EMPLOYEE BENEFITS
Updates to Group Benefit Plans
Significant new rules and regulations have been recently proposed for retirement plans, deferred compensation plans and group health plans. Here is a snapshot of the good news and the bad news:
PEOs Get Respect
Professional employer organizations (PEOs) and other employee leasing organizations that act as co-employers with their clients can now apply for IRS recognition as “certified professional employer organizations,” or CPEOs. The IRS certification will recognize the legitimacy of the PEOs undertaking payroll tax reporting and withholding obligations in its own name on behalf of "leased employees" performing services for PEO clients.
New regulations govern the voluntary certification program which began accepting applications on July 1 with respect to wages paid on or after January 1, 2016. To qualify for certification, PEOs must assume liability for payroll taxes payable with respect to its leased employees and meet tax status, background, experience, business location, financial reporting standards, IRS bonding and other requirements.
Tax-Exempt Organizations & New Deferred Compensation Rules
IRS proposed regulations, which can be relied on at this time, clarify the nature of plans subject to Section 457 of the Internal Revenue Code and provide useful exceptions. Section 457 generally imposes special tax rules for deferred compensation plans of tax-exempt entities such as governmental bodies and not-for-profit organizations. Code Section 457(b) postpones tax on qualifying benefits until they are actually “paid or made available” to the recipient (these are “eligible” plans with a limit on annual deferrals, currently $18,000). Code Section 457(f) requires taxation on benefits of “ineligible” deferred compensation plans (covered plans that do not qualify as eligible plans) when they are no longer subject to a substantial risk of forfeiture and, as a result, are “vested.”
HIPAA Privacy and Ransomware
The Department of Health and Human Services Office for Civil Rights (OCR) recently announced guidance on “ransomware” attacks and the HIPAA privacy provisions that protect personal health information (PHI). Ransomware is a type of malicious software (malware) that denies access to a user’s data by encrypting that data with a key known only to the hacker until a ransom payment is made.

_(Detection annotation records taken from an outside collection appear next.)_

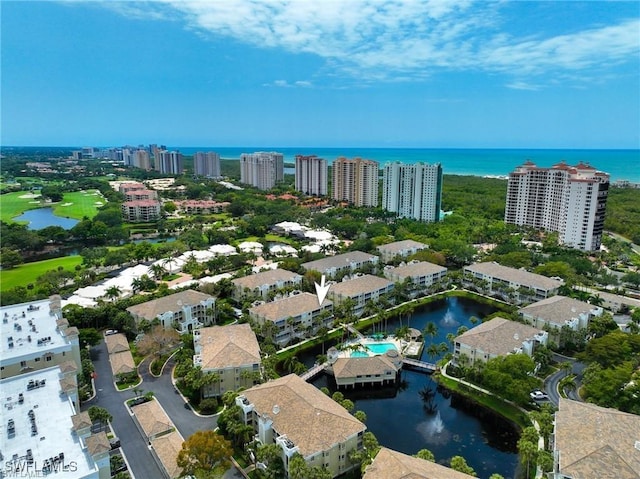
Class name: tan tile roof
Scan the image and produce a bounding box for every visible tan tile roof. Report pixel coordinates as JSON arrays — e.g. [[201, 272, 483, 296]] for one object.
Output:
[[464, 262, 562, 290], [249, 293, 333, 321], [329, 274, 393, 296], [362, 447, 473, 479], [518, 295, 596, 326], [243, 374, 366, 456], [131, 399, 174, 438], [151, 431, 184, 478], [199, 324, 260, 370], [104, 333, 129, 354], [127, 289, 213, 321], [333, 355, 402, 378], [456, 318, 540, 356], [378, 240, 428, 254], [231, 269, 302, 289], [302, 251, 378, 272], [555, 398, 640, 479], [385, 261, 447, 278], [109, 351, 136, 376], [71, 411, 91, 431], [85, 431, 111, 456]]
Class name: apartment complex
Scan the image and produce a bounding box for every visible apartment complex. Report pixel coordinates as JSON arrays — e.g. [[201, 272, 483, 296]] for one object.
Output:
[[296, 155, 329, 196], [382, 161, 442, 222], [193, 324, 260, 398], [504, 161, 609, 251], [331, 157, 378, 206], [236, 374, 366, 477], [240, 151, 284, 190], [193, 151, 220, 178]]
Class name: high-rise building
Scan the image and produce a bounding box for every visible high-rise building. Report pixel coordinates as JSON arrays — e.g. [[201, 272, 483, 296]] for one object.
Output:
[[240, 151, 284, 190], [382, 162, 442, 222], [155, 150, 183, 175], [331, 157, 378, 206], [193, 151, 220, 178], [296, 155, 328, 196], [504, 161, 609, 251]]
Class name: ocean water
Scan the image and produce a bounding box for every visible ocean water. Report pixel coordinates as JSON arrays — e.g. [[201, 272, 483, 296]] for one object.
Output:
[[171, 146, 640, 183]]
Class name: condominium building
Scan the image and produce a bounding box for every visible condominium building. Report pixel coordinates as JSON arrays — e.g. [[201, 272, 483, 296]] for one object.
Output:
[[240, 151, 284, 190], [155, 150, 183, 175], [382, 161, 442, 222], [296, 155, 328, 196], [331, 157, 378, 206], [193, 151, 220, 178], [504, 161, 609, 251]]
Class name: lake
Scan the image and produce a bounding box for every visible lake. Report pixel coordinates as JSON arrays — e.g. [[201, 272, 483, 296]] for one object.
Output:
[[13, 208, 79, 230], [299, 298, 519, 479]]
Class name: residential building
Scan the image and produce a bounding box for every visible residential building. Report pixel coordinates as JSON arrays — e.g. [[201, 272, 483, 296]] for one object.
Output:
[[549, 397, 640, 479], [0, 295, 82, 379], [462, 262, 563, 303], [384, 261, 447, 294], [302, 251, 380, 277], [377, 240, 429, 263], [155, 150, 184, 175], [296, 155, 329, 196], [328, 274, 393, 317], [236, 374, 366, 477], [193, 151, 221, 178], [0, 366, 111, 479], [504, 161, 609, 251], [193, 324, 260, 398], [240, 151, 284, 190], [518, 295, 604, 331], [249, 293, 333, 344], [362, 447, 475, 479], [382, 161, 442, 222], [120, 200, 162, 222], [453, 317, 548, 364], [127, 289, 216, 334], [331, 157, 379, 206], [231, 268, 302, 301]]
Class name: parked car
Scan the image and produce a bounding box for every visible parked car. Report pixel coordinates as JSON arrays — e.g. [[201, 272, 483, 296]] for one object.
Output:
[[529, 389, 549, 401]]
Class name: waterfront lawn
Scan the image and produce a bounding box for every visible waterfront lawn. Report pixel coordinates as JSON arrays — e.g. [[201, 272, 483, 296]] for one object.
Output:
[[53, 190, 106, 220], [0, 255, 82, 291], [0, 191, 43, 223]]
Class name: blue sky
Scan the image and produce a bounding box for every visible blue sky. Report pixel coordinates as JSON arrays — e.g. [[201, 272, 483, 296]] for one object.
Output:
[[0, 0, 640, 148]]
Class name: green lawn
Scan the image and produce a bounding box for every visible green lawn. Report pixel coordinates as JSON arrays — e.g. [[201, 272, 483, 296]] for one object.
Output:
[[0, 255, 82, 291], [53, 190, 105, 220], [0, 191, 42, 223]]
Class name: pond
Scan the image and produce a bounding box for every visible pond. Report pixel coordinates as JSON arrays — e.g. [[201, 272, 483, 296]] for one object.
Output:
[[299, 298, 519, 479], [13, 208, 79, 230]]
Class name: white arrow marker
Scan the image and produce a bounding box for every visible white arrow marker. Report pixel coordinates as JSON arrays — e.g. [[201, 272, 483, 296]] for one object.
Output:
[[314, 274, 331, 306]]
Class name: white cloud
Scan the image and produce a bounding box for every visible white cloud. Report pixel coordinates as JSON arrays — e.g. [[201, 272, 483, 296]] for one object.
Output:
[[96, 0, 640, 84]]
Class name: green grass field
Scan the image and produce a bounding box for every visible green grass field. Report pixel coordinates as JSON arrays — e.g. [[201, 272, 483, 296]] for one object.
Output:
[[53, 190, 105, 220], [0, 191, 42, 223], [0, 255, 82, 291]]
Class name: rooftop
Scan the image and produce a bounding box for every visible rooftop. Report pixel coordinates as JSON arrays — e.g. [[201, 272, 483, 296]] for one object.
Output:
[[0, 367, 98, 478], [242, 374, 366, 456], [302, 251, 378, 273], [464, 262, 562, 290], [249, 293, 333, 321], [231, 269, 302, 289], [456, 318, 540, 356], [194, 324, 260, 370], [555, 398, 640, 479], [518, 296, 601, 326], [362, 447, 473, 479], [0, 299, 70, 364], [127, 289, 213, 321], [329, 274, 393, 297]]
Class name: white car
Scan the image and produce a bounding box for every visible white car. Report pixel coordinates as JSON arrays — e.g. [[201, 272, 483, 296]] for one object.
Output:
[[529, 389, 549, 401]]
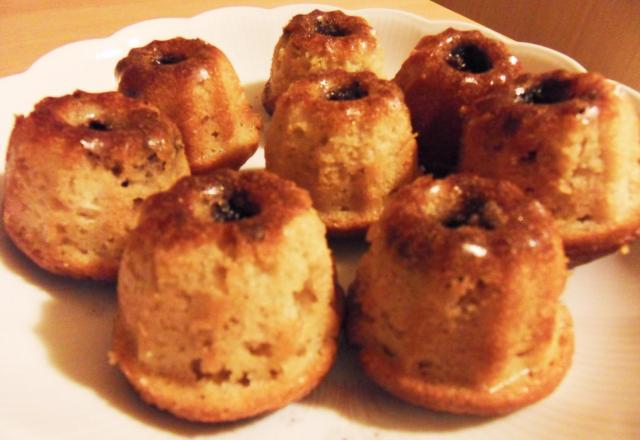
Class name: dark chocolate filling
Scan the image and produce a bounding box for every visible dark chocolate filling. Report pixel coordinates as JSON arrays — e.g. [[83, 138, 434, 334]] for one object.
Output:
[[442, 197, 496, 231], [447, 43, 493, 73], [153, 53, 187, 65], [316, 20, 349, 37], [211, 190, 260, 222], [326, 81, 369, 101], [87, 119, 111, 131], [520, 78, 573, 104]]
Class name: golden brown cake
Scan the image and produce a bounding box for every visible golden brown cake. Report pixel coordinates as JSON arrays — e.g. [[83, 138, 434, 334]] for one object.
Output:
[[3, 91, 189, 280], [347, 174, 573, 415], [116, 38, 261, 173], [111, 170, 339, 422], [460, 71, 640, 264], [265, 71, 418, 233], [262, 9, 382, 114], [394, 28, 521, 177]]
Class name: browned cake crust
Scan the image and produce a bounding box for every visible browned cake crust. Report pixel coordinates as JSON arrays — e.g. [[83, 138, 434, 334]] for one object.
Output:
[[116, 38, 262, 173], [3, 91, 189, 279], [360, 305, 574, 416], [262, 9, 382, 114], [460, 71, 640, 265], [111, 170, 340, 422], [347, 174, 573, 415], [265, 71, 418, 234], [394, 28, 521, 176]]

If a covered entity (medical service provider or self-funded group health plan) or a business associate with access to PHI is subject to a ransomware attack, and the OCR reports there are 4,000 such attacks daily since early 2016, the presence of such ransomware (or any malware) on the computer system of a covered entity or business associate is a security incident under the HIPAA security rule and likely also will be a breach of PHI confidentiality triggering the HIPAA breach notification provisions.
Non-Discrimination Group Health Coverage and Gender Transition
The OCR has also published final regulations under the ACA prohibition of discrimination on the basis of race, color, national origin, sex or disability. The regulations prohibit the denial of health benefits on the basis of “gender identity” and “sex stereotyping.” The regulations also prohibit categorized exclusions of services related to “gender transition.” The new rules apply to covered entities such as health care providers that accept Medicare, insurance companies and plans offered through the ACA marketplace. For employers with fully insured group health plans, the insurer will be responsible for compliance.
For sponsors of self-funded group health plans, a third party administrator (TPA) that is an insurance company will be responsible for observing the new rules. Self-funded group health plans that use a TPA which is not an insurance company may have no mandated compliance assistance but will be subject to claims by aggrieved participants and beneficiaries for damages for non-compliance. Although the new rules are effective now, responsive changes to plan documents are not required until the first day of the first plan year beginning on or after January 1, 2017 (that’s a 2016 year-end project for calendar year plans).
The final regulations also require written notice of the law’s non-discrimination provisions. Required non-discrimination notices must be posted no later than October 17, 2016. (Sample language is online at http://www.hhs.gov/sites/default/files/sample-ce-notice-english.pdf ).
Determination Applications for Individually Designed Retirement Plans
Determination applications for individually designed retirement plans are eliminated effective January 1, 2017! The IRS has abolished this program in Revenue Procedure 2016-37 in an effort to streamline its regulatory operations and control costs. There will generally be no more favorable determination letters issued for individually designed retirement plans except on initial adoption and plan termination. It will be up to the sponsors of such plans, their document providers and legal counsel to assure compliance with an annual Requirement Amendments List to be issued by the IRS.
At the same time, preapproved plans (prototype and volume submitter documents) continue to be updated and reviewed for compliance by the IRS on a six-year cycle. Sponsors of individually designed plans are expected to migrate to preapproved plans although certain plans (such as cash balance plans) cannot do so at this time. Defined contribution plans that move to a preapproved plan document by April 30, 2017 will be able to rely on the plan’s national office determination letter for the following amendment and review cycle.
So, for retirement plans that can move to a preapproved plan document it’s time to think about making that change. For individually designed “Cycle A” plans (generally plans sponsored by employers with Employer Identification Numbers ending in “1” or “6”), determination applications can still be filed through December 31, 2016.